Jean-Noël Larcher, Vieux-Vy-sur-Couesnon, 12 janvier 1977

Je suis né à Vieux-Vy-sur-Couesnon. Mes parents avaient une ferme, modeste, juste de quoi subvenir.

Moi, je voulais une autre vie qu’eux alors en 27, je me suis fait embaucher aux mines de Brais dans mon village. J’aurais bien voulu faire autre chose, faire des études, mais je n’ai pas pu. Alors j’ai été aux mines.

Le boulot était dur. On travaillait 8 heures en continu sous terre, on extrayait du plomb argentifère. C’était du plomb avec un peu d’argent dedans, 3% pas plus.

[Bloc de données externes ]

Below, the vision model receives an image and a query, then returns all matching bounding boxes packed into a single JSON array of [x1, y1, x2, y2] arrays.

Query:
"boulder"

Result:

On y allait à la pioche au début, puis avec le temps, on a eu du matériel plus moderne. C’est sûr, c’était dur, il y avait des accidents mais ça ne pouvait pas être pire que la guerre. Moi la guerre, je ne l’ai pas faite, je suis né en 1911.

Ce que j’aimais aux mines, c’était l’esprit de camaraderie. On vivait sur place dans les baraquements. On était un peu les uns sur les autres mais on s’entendait bien.

Au-dessus de nous ? il y avait les ingénieurs. On ne les connaissait pas, ils restaient entre eux. Ils dormaient dans des logements mieux que nous. Ils avaient fait des études, eux.

Et encore au-dessus des ingénieurs, il y’avait le directeur. Ce n’était pas toujours le même, mais souvent, il venait de Paris.

Les ingénieurs, eux, y’en avaient qu’étaient étrangers. Ils gagnaient beaucoup d’argent à venir là. Alors on entendait parler allemand ou d’autres langues que je ne connaissais pas mais qu’étaient jolies. L’allemand, certains n’aimaient pas l’entendre parler. Ça leur rappelait la guerre.

Et puis il y avait aussi des réfugiés d’Espagne qui sont arrivés en 39, juste avant que je ne parte. Je baragouinais quelques mots à l’époque. Je ne saurais plus les dire maintenant, j’ai tout oublié.

Même si on n’était pas les mêmes gens que ceux d’en haut, on partageait la même vue sur la vallée. Oui, vous voyez sur la photo, je suis celui le plus à gauche. Je le connaissais bien ce coin-là, vu que j’ai grandi ici.

Les mines, elles ont été faites à flanc de colline. Il y a le Couesnon qui passe en bas, il va jusqu’au Mont-Saint-Michel. Je ne l’ai jamais vu, le Mont-Saint-Michel. J’aurais bien voulu, il paraît que c’est beau.

On peut dire que j’ai eu de la chance d’aller aux mines. Oui, parce que c’est là que j’ai rencontré ma femme. Elle travaillait à laver le minerai. Ce n’était pas plus ragoutant que de l’extraire.

C’est toxique le plomb, on ne le savait pas à l’époque… ou on ne nous le disait pas. Alors à force de mettre les mains dans l’eau à laver le plomb des heures durant, ses doigts étaient bouffés.

Mais sinon, elle était belle, oui très belle. Y’a qu’à voir mes deux filles, elles lui ressemblent et elles sont belles.

Tous les deux, on a fini par quitter les mines en 39.  Elles ont fermé pour de bon en 51. Y’en avait beaucoup d’autres en Bretagne, des mines. Mais elles ont fini par fermer aussi. Un peu comme dans le nord avec le charbon.

Alors après les mines, nous on est allés à Rennes avec ma femme. On a eu un travail d’ouvrier moins pénible, et puis on vivait ensemble. C’est là qu’on a eu nos deux enfants.

Des fois j’y retourne, à Vieux-Vy. Y’a toujours les mêmes bâtiments. Je revois les baraquements où l’on vivait, ceux où l’on travaillait.

Maintenant, il n’y a plus que des arbres, des ronces et des chauves-souris qui dorment dans les grottes. Mais des hommes, il n’y a plus que les souvenirs.